Trust-Aware Diversion for Data-Effective Distillation
Zhuojie Wu, Yanbin Liu, Xin Shen, Xiaofeng Cao, Xin Yu
TL;DR
This work tackles Dataset Distillation under noisy labels by introducing Trust-Aware Diversion (TAD), a dual-loop optimization that partitions data into trusted and untrusted spaces and iteratively refines them to mitigate mislabeled information. The outer loop uses a class-wise dynamic Gaussian Mixture Model on sample losses to concentrate distillation on trusted data, paired with a consistent regularization term to stabilize learning. The inner loop uses reliability measures based on Mahalanobis distance to anchors and cosine similarity to recalibrate untrusted samples, enabling selective pseudo-labeling and recall of informative data. Empirical results on CIFAR-10/100 and Tiny ImageNet across symmetric, asymmetric, and real-world noise demonstrate that TAD consistently outperforms state-of-the-art DDNL baselines, improving data-efficiency and robustness in realistic noisy-label settings. Overall, TAD advances practical dataset distillation by explicitly accounting for label noise through an adaptive, interactive trust mechanism that expands the trusted space while reducing reliance on unreliable data.
Abstract
Dataset distillation compresses a large dataset into a small synthetic subset that retains essential information. Existing methods assume that all samples are perfectly labeled, limiting their real-world applications where incorrect labels are ubiquitous.

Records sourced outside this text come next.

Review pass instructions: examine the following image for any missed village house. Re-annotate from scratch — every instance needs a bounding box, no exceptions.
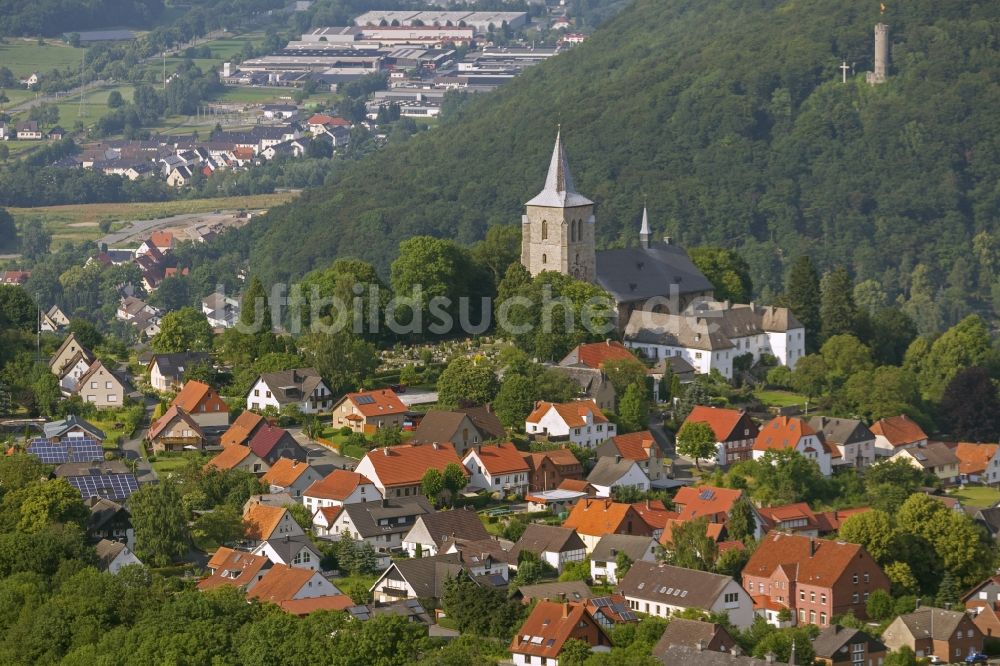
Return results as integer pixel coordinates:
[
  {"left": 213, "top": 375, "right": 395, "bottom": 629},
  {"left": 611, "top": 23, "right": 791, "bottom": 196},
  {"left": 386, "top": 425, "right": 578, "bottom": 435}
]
[
  {"left": 618, "top": 560, "right": 754, "bottom": 629},
  {"left": 870, "top": 414, "right": 927, "bottom": 456},
  {"left": 332, "top": 389, "right": 410, "bottom": 434},
  {"left": 354, "top": 443, "right": 468, "bottom": 497},
  {"left": 302, "top": 469, "right": 382, "bottom": 512},
  {"left": 521, "top": 448, "right": 583, "bottom": 492},
  {"left": 684, "top": 405, "right": 759, "bottom": 466},
  {"left": 403, "top": 509, "right": 490, "bottom": 557},
  {"left": 510, "top": 523, "right": 587, "bottom": 573},
  {"left": 597, "top": 430, "right": 672, "bottom": 487},
  {"left": 753, "top": 416, "right": 833, "bottom": 476},
  {"left": 509, "top": 601, "right": 611, "bottom": 666},
  {"left": 247, "top": 368, "right": 333, "bottom": 414},
  {"left": 462, "top": 442, "right": 528, "bottom": 495},
  {"left": 524, "top": 400, "right": 616, "bottom": 449},
  {"left": 590, "top": 534, "right": 660, "bottom": 585},
  {"left": 882, "top": 606, "right": 983, "bottom": 663},
  {"left": 260, "top": 458, "right": 322, "bottom": 502},
  {"left": 743, "top": 532, "right": 889, "bottom": 628}
]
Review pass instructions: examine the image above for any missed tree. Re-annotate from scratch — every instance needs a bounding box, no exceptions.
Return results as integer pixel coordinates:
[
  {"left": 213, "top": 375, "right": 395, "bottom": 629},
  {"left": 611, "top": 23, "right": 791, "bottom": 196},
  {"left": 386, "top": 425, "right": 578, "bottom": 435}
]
[
  {"left": 618, "top": 383, "right": 649, "bottom": 432},
  {"left": 677, "top": 421, "right": 716, "bottom": 466},
  {"left": 152, "top": 307, "right": 212, "bottom": 353},
  {"left": 129, "top": 482, "right": 190, "bottom": 566},
  {"left": 420, "top": 467, "right": 444, "bottom": 502},
  {"left": 437, "top": 356, "right": 500, "bottom": 407}
]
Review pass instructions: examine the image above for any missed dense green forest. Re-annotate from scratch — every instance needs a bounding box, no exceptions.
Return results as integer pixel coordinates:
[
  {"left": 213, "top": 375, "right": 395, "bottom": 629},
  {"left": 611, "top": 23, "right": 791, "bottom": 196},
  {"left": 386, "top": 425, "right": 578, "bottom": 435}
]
[{"left": 222, "top": 0, "right": 1000, "bottom": 300}]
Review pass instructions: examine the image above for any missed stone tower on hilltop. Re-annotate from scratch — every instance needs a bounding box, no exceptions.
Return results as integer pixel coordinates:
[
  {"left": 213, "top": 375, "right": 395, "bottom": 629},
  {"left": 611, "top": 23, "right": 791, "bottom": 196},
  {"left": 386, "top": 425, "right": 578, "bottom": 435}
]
[
  {"left": 521, "top": 133, "right": 597, "bottom": 282},
  {"left": 865, "top": 23, "right": 889, "bottom": 85}
]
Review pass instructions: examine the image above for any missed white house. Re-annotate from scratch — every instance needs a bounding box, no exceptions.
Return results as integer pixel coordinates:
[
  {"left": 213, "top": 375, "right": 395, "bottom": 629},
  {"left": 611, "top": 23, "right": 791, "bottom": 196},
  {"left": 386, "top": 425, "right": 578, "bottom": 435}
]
[
  {"left": 524, "top": 400, "right": 617, "bottom": 449},
  {"left": 624, "top": 302, "right": 806, "bottom": 379},
  {"left": 753, "top": 416, "right": 833, "bottom": 476},
  {"left": 619, "top": 561, "right": 754, "bottom": 629},
  {"left": 462, "top": 442, "right": 530, "bottom": 495}
]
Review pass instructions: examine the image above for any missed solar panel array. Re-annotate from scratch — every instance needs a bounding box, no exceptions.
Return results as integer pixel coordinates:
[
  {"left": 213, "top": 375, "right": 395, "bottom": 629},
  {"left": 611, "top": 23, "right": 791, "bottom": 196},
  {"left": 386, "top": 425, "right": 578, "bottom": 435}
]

These mislabeled samples introduce untrustworthy information into the dataset, which misleads model optimization in dataset distillation. To tackle this issue, we propose a Trust-Aware Diversion (TAD) dataset distillation method. Our proposed TAD introduces an iterative dual-loop optimization framework for data-effective distillation. Specifically, the outer loop divides data into trusted and untrusted spaces, redirecting distillation toward trusted samples to guarantee trust in the distillation process. This step minimizes the impact of mislabeled samples on dataset distillation. The inner loop maximizes the distillation objective by recalibrating untrusted samples, thus transforming them into valuable ones for distillation. This dual-loop iteratively refines and compensates for each other, gradually expanding the trusted space and shrinking the untrusted space. Experiments demonstrate that our method can significantly improve the performance of existing dataset distillation methods on three widely used benchmarks (CIFAR10, CIFAR100, and Tiny ImageNet) in three challenging mislabeled settings (symmetric, asymmetric, and real-world).